Designed by renowned architect Joseph Esherick and built in 1962, the Mid-Century Modern ‘Larsen House’ at 2610 Scott Street traded hands for the first time thirteen months ago, listed for $9.75 million and fetching $11.75 million or roughly $2,525 per square foot.

Six months later, the “exquisite and rare” 4,656-square-foot Pacific Heights home suddenly returned to the market listed anew for $11.75 million, a price which was subsequently reduced to $10 million, a sale at which would represent an apples-to-apples loss of 10 percent ($1.75 million) for the rather stunning home over the past year.

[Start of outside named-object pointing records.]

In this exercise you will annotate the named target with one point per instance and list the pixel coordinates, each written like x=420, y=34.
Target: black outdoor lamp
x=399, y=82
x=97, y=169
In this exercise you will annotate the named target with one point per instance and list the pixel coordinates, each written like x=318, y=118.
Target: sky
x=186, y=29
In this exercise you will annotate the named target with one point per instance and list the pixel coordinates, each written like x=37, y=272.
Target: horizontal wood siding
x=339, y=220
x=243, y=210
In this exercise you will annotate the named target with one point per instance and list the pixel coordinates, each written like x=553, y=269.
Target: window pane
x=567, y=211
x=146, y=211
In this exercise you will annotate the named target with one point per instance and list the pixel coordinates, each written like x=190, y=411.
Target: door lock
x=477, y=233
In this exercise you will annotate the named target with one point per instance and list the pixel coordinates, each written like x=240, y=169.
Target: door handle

And this past weekend, the listing for 2610 Scott Street was withdrawn from the MLS without a reported sale.

13 thoughts on “Buyer? Buyer? Buyer?”
  1. Emperor’s new clothes. Sorry but the facade looks like any other 1950s thru 1980’s era cheesebox apartment or condo, nothing sublime.

    Aside: Save Ferris!

    1. You do not know what you are talking about- this is beautiful! If you lack the sense to tell one box from another that’s your issue.

  2. Taste is in the mouth of the beholder. I respect Some guy’s opinion, although mine is completely different. Architecture is not about facades. Contemporary architecture is about space and light. He should go in, and experience the space. Note the detailing. It is sublime.

    The price problem is that $11.75 was completely ridiculous for what is actually a 2-bedroom house with 0 yard and only oblique views of the bay across neighbors’ back yards. The basement contains “bedrooms” 3 and 4: the tiny former maid’s room looking at a fence 3′ away, and another room later carved out of the garage/storage area looking out on the driveway.

  3. A facade is just that: A facade. The interior spaces and light in this home are stunning. I wouldn’t pay $10M for the right to live in it however. I personally need more outdoor space.

  4. No one is more opposed to white-boxification than I, but this house is not in that category.

    The work of Esherick and his firm, now known as EHDD, is the principal Bay Area representative of an important architectural aesthetic developed worldwide in the 20th century. His houses, and those of his three partners and their successors, are superb examples.

    The price is another matter, but if you want beautiful and comfortable and modern, here it is.

  5. If this house is relisted and held open it is worth seeing. It has great light and a dramatic staircase. The common rooms are large with nice outlooks. The ceilings are very high making going up and down the staircase somewhat of a chore and somewhat dangerous due to its spiral tread design. I recall there is an elevator. Access to the garages was tight via a narrow driveway.

  6. Ouch. If you’re going to throw ridiculous money at a house, then it’s at least partly justifiable if you plan to stay there for a significant chunk of your life.

    That kind of outrageous overbid, then re-listing six months later makes no sense at all.